Windhoek – Kabbe South Constituency Councillor John Likando says some major capital projects in the Zambezi Region remain uncompleted, while contactors were paid the full amounts for the work to be done but instead abandoned the sites.
Without mentioning the specific projects, Likando noted that part of the problem is that government projects are supervised from Windhoek by the central government.
Hence, he said, the regional council should be given more oversight responsibilities on projects in the region because people are putting the blame and pressure entirely on the elected representatives.
“We don’t need to handle funds but we need to account for every stage of the project. I have good example: the ministries of health and education projects have become white elephants and monsters in most regions,” Likando said in his contribution to the debate on the 20118/19 national budget in the National Council last week.
He said the target to achieve 100 percent implementation of national development plans requires that the government close the loopholes.
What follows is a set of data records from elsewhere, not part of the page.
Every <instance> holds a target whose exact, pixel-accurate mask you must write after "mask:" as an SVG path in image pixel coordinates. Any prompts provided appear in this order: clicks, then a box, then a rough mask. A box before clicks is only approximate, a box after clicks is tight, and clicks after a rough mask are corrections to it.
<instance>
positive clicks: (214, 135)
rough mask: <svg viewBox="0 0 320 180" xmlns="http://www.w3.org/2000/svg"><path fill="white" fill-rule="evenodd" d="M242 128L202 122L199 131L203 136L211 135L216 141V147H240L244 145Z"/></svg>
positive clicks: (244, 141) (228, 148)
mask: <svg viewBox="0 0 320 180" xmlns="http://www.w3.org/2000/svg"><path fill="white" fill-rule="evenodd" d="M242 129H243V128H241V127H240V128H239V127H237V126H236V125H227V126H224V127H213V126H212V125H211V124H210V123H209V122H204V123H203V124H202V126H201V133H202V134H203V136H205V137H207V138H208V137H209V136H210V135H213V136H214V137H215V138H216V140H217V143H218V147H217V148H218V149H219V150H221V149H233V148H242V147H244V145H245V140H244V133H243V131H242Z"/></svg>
For the 2018/19 budget the government has made a provision of N$378 million for development projects in Zambezi, which Likando said is quite a good amount in figures, but very worrisome in terms of regional priority.
From the allocated N$378 million a total of N$85 million, which accounts for 23 percent of the regional budget, goes to roads construction which started three years ago, with little progress, and N$42.5 million, accounting for 13 percent, for upgrading Mpacha airport.
However, he said, the issue of Mpacha airport is a non-starter since over N$60 million has already been spent on the project but conditions and the environment at the airport have worsened.
He noted that a combined 36 percent of the total regional allocation goes to these projects, which he said seems to be of concern for ordinary citizens.
“As regional representative in this august House I feel much pain, as these projects have become a cash cow for contractors on site while the project beneficiary remains isolated from the mainstream of our economy.”
Further, he raised his concern about the Namalubi-Lisikili-Kalimbeza road. He attributed the sorry state of the road to government’s non-payment of contractors, the rains and annual floods that cause work delays.
“Honestly, I feel that if these projects remain unsupervised at a regional level the government will bear more costs. We have a lot of requirements for the region other than to keep hostages on the two projects. The region needs more roads to link the constituencies … that have potential in tourism and agriculture,” Likando stressed.